Chinese Officials Dispute Tibetan Information on Protester Death Toll

Chinese officials say the Tibetan government in exile has fabricated information about protesters who were allegedly killed by Chinese security forces.

The officials were referring to a report the India-based Tibetan government released last month that identified 40 of more 100 protesters who were allegedly killed in Tibet and nearby provinces.

Chinese state-run media quoted Lhasa police officials Monday saying they could not confirm that any of the protesters were dead.

In an interview Monday with VOA Chinese service, a member of the Tibetan exile parliament rejected the police official's comments.

Kelsang Gyaltsen said the names and places of birth of the deceased named by the exiled Tibetan government were provided by family members and what he termed other reliable sources.

The exile government says as many as 150 Tibetans have died over the last four weeks of protests.
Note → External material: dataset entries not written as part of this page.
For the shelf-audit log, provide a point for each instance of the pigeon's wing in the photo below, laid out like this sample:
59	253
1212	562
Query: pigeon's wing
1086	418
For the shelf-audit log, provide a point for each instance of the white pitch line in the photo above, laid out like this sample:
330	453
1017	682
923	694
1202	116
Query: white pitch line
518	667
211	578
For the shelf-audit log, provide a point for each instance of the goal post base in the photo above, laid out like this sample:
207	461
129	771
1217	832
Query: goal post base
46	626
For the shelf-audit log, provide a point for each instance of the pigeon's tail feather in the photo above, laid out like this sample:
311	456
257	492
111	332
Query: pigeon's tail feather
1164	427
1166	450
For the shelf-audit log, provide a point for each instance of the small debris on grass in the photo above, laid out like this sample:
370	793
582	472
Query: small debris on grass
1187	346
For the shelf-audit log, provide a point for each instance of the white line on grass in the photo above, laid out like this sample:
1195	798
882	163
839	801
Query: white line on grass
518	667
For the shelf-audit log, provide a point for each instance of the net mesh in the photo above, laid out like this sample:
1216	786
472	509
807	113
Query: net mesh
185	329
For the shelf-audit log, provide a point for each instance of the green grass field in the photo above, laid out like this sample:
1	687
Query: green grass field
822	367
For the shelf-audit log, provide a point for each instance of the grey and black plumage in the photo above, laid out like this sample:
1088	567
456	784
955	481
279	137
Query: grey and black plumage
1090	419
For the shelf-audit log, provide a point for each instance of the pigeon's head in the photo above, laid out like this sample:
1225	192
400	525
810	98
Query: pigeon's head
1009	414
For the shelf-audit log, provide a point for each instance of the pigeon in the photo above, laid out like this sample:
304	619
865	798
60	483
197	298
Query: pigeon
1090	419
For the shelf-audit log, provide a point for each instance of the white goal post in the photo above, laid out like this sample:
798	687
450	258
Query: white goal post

Chinese officials say 18 "innocent" people died in Lhasa, but have not said whether others also died on March 14th.

Meanwhile, reports released Monday said several Tibetans were injured when Chinese paramilitary police opened fire on a Tibetan gathering Saturday in Sichuan province.

Also Monday, China's top security official, Wu Heping, briefed foreign journalists on what he said was evidence of the so-called "Dalai clique's" instigation of Tibetan protests.

On Sunday, the Dalai Lama appealed to Tibetans around the world to refrain from violence and any actions that, in his words, "could create hatred in the minds of Chinese people."